Week 7 – Protein


The importance of protein:

Dietary proteins are digested and broken down into amino acids. These amino acids are then put back together by and within our bodies like a puzzle, to create different proteins that our body needs to function.

Protein forms a wide range of structures within the body and plays a crucial role in a number of body functions.

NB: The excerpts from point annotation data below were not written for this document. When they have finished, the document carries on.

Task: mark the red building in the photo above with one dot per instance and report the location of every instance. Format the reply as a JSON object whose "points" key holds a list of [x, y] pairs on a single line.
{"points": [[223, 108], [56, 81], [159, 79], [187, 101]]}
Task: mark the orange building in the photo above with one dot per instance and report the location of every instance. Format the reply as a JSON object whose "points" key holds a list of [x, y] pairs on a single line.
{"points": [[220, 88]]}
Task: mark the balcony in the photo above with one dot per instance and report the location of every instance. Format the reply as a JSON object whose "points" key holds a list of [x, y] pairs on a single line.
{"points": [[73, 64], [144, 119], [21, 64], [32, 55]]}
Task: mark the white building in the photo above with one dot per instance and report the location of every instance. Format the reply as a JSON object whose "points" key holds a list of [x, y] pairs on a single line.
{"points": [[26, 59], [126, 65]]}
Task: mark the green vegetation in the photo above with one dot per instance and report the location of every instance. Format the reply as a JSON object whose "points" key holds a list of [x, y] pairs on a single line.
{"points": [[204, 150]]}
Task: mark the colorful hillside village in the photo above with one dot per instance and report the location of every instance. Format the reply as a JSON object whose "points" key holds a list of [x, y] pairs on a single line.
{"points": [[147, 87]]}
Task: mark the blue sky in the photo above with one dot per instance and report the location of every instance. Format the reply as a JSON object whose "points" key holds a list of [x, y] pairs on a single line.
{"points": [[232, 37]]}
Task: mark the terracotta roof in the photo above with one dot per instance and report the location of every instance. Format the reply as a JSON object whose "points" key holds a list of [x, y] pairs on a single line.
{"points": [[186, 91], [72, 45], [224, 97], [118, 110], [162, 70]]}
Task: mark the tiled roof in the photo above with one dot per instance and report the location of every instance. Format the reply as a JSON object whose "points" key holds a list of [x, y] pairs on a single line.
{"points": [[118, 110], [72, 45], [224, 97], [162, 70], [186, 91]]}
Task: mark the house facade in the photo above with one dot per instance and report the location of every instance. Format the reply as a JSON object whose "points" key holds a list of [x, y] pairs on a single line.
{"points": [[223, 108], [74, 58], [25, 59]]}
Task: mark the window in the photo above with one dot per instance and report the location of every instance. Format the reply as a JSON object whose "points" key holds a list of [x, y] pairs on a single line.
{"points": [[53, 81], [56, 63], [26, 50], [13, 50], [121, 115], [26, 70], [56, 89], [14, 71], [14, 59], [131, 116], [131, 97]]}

Here is a few reasons why you need to be consuming adequate amounts of protein:

  1. Protein requires more of your energy. The thermic effect of food (TEF) is the energy we use to digest food into small, absorbable components. Protein has a higher TEF compared to carbohydrates and fat meaning you are burning more calories just to process protein.
  2. Protein is an important building block for bones, muscles, cartilage, skin and blood.
  3. Protein promotes muscle repair and growth. Lean body mass burns fat more effectively.
  4. Protein helps you feel fuller for longer and assists with cravings and weight management.
  5. Protein helps speed up the metabolism and produce healthy hormones

If you are consuming inadequate amounts of protein on a  regular basis then you can expect prolonged recovery from exercise, slow healing of injuries, reduced energy, weakness and depression. Chronic protein deficiency can be even worse leading to the breakdown of the most important muscle – the heart. As well as decreased immune function, persistent fatigue, frequent infections and change to the texture of your hair and skin and can age you.

How much protein should you be consuming?

1g of protein per pound of bodyweight is sufficient for most people who wants to build muscle or lose fat.

Your goal for the next 7 days:

To consume adequate amount of protein regularly throughout the day.